This article can be regarded as an end to a problem that I couldn't solve when I was working on a search engine project a few years ago. It is of little use, but it can make up for one of my regrets.
The scene at that time was like this. Normal people’s habit is always to enter normal search terms in the search box and then search. However, there are always some users who think they are smart and copy the URL from the address bar, then change the parameters. Access, similar to http://www.xxx.com/search?keyword =%E4%B8%AD%E6%96%87 (displayed under IE, as for chrome and firefox, Chinese will be displayed in the address bar) , when the request submitted by the user is http://www.xxx.com/search?keyword = Chinese under IE, you will find that the server (web processing backend) cannot recognize such characters at all. This is the reason why the browser When submitting a request to the backend, its parameters must be the URLEncode of the iso-8859-1 specification. When writing web programs, IE must require us to manually convert the encoding, while chrome and firefox can convert it or not, because they will Automatically converted during transmission.
The backend cannot recognize the characters, which is what we often call garbled characters. The reason for this kind of garbled code is also due to decoding errors. Our web container (framework, similar to jetty/tomcat/jboss in java and django in python) will automatically UrlDecode this string of characters. At this time, IE The submitted characters that have not been encoded are decoded, and it is conceivable that they can never come back (how many people have seen this kind of garbled code like me and got sick and rushed to the doctor).
ok, there are actually two solutions to this problem. The first one is before reaching the web backend (it cannot be done at the js layer, because the user directly hits Enter on the address bar), that is to say, before The front end of the server (nginx) performs preprocessing and URL-encodes unencoded characters. The second is to recompile the logic for decoding servlet processing parameters in the web container to determine whether it requires urldecoding.
In view of the difficulty of implementation, I chose the first method, which is to process it in nginx, use lua in nginx to transcode the parameters, and then reverse proxy to the web backend.

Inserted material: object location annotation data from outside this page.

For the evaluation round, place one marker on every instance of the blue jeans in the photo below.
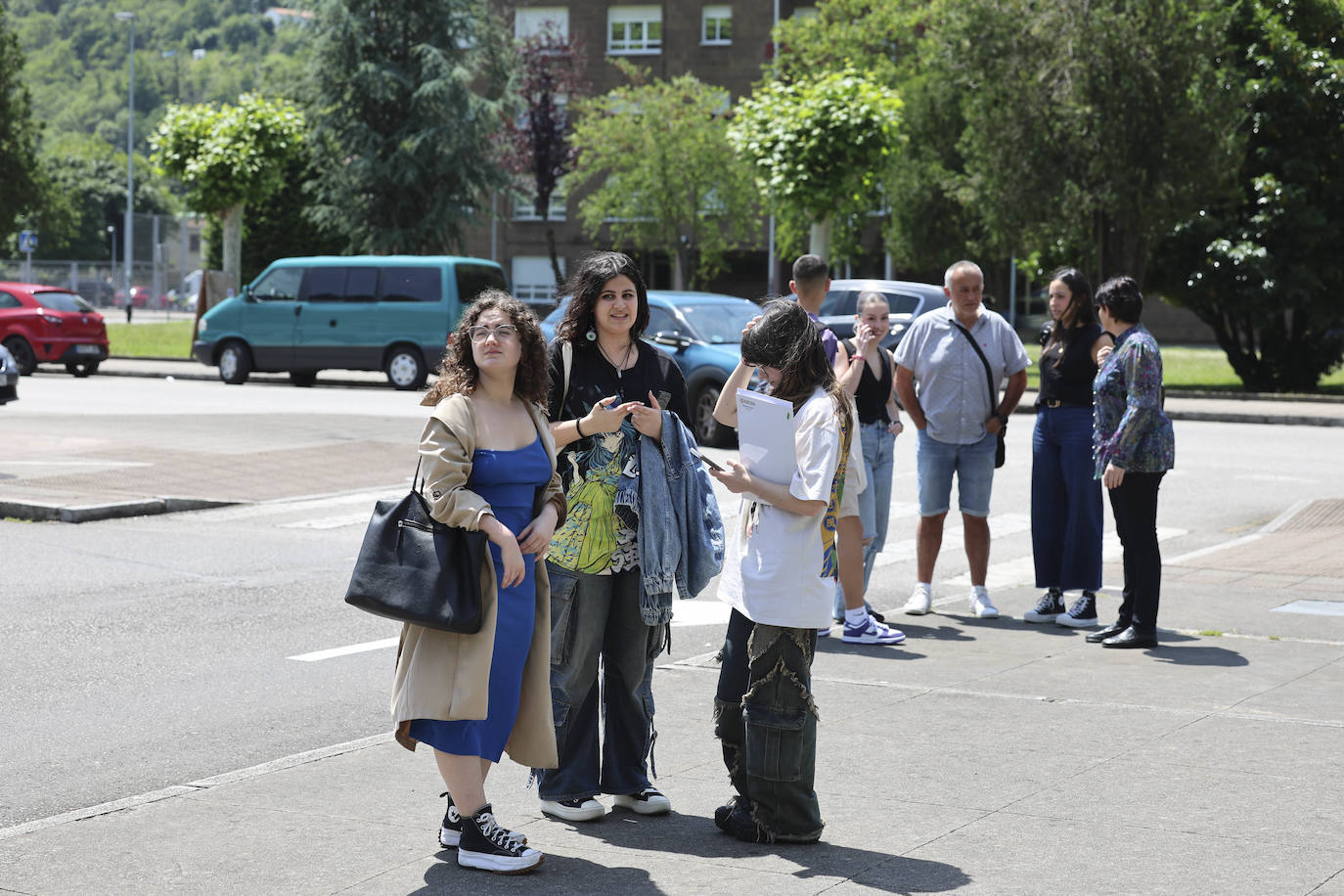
(597, 617)
(1066, 512)
(766, 723)
(874, 501)
(974, 468)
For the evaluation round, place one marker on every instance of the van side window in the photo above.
(360, 284)
(410, 285)
(474, 278)
(327, 285)
(280, 285)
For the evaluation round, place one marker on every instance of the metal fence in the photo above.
(165, 251)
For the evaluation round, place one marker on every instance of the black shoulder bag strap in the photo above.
(989, 374)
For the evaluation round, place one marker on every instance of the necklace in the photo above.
(625, 357)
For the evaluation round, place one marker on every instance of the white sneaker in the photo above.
(574, 809)
(919, 602)
(980, 605)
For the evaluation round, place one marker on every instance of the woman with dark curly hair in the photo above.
(607, 388)
(1066, 515)
(488, 464)
(1133, 446)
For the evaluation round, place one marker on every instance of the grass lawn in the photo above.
(1195, 368)
(167, 338)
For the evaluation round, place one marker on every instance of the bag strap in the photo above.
(989, 374)
(566, 363)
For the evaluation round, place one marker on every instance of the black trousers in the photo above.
(1135, 506)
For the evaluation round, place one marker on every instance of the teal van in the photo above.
(388, 313)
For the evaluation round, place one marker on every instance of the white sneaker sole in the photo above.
(643, 806)
(500, 864)
(573, 814)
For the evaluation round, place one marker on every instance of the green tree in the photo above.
(1264, 270)
(819, 147)
(21, 186)
(227, 157)
(1091, 129)
(405, 101)
(665, 176)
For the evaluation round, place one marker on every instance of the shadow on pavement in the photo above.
(694, 835)
(1196, 655)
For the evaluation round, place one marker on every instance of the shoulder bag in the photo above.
(1000, 446)
(414, 568)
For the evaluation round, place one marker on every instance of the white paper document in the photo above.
(765, 437)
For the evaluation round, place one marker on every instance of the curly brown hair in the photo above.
(457, 373)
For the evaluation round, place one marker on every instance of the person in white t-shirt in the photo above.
(779, 576)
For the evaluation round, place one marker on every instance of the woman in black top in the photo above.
(611, 388)
(1066, 507)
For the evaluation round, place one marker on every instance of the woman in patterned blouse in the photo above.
(1133, 446)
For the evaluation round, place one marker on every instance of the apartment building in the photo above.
(721, 43)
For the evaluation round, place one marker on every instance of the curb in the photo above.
(113, 511)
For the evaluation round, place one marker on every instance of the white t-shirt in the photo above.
(773, 564)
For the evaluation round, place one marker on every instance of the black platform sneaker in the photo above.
(487, 845)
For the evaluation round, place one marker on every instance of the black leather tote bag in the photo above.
(414, 568)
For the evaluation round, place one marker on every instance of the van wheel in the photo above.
(23, 353)
(405, 368)
(82, 368)
(707, 430)
(234, 363)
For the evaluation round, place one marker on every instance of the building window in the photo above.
(530, 23)
(717, 25)
(524, 203)
(635, 29)
(534, 281)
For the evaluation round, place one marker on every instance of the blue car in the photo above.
(703, 335)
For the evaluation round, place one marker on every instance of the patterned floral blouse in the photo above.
(1129, 426)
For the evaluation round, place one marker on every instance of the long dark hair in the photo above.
(786, 338)
(459, 373)
(586, 284)
(1080, 304)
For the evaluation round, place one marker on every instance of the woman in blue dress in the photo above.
(488, 464)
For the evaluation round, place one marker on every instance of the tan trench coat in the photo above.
(446, 676)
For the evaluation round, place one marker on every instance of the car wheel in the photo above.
(234, 363)
(82, 368)
(708, 430)
(23, 353)
(405, 368)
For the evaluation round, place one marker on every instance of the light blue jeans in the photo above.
(877, 448)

Here, it depends on your own project. There are several situations to pay attention to, such as whether your project is UTF-8 encoded or GBK encoded, and whether the customer's environment is UTF-8 or GBK. These must be done differently. Processing, for example, my system is Windows where the browser is located, so the encoding of my client is GBK, and my project is UTF-8, so before urlencoding, I need to convert GBK-》UTF- 8 operations.
set_by_lua $arg_name ' local iconv = require("luaiconv") local cd = iconv.new( "utf-8","gbk") if(string.find(ngx.var.arg_name,"%")){ ngx.var.arg_name, err = cd:iconv(ngx.var.arg_name) } return ngx.escape_uri(ngx.var.arg_name) ';
Three years ago, Google was the only search engine that could process manual input of Chinese characters into the IE address bar. However, looking back today, many companies have already done this.
The above introduces the solution to the garbled code caused by directly inputting Chinese for param in the address bar of IE browser, including the relevant content. I hope it will be helpful to friends who are interested in PHP tutorials.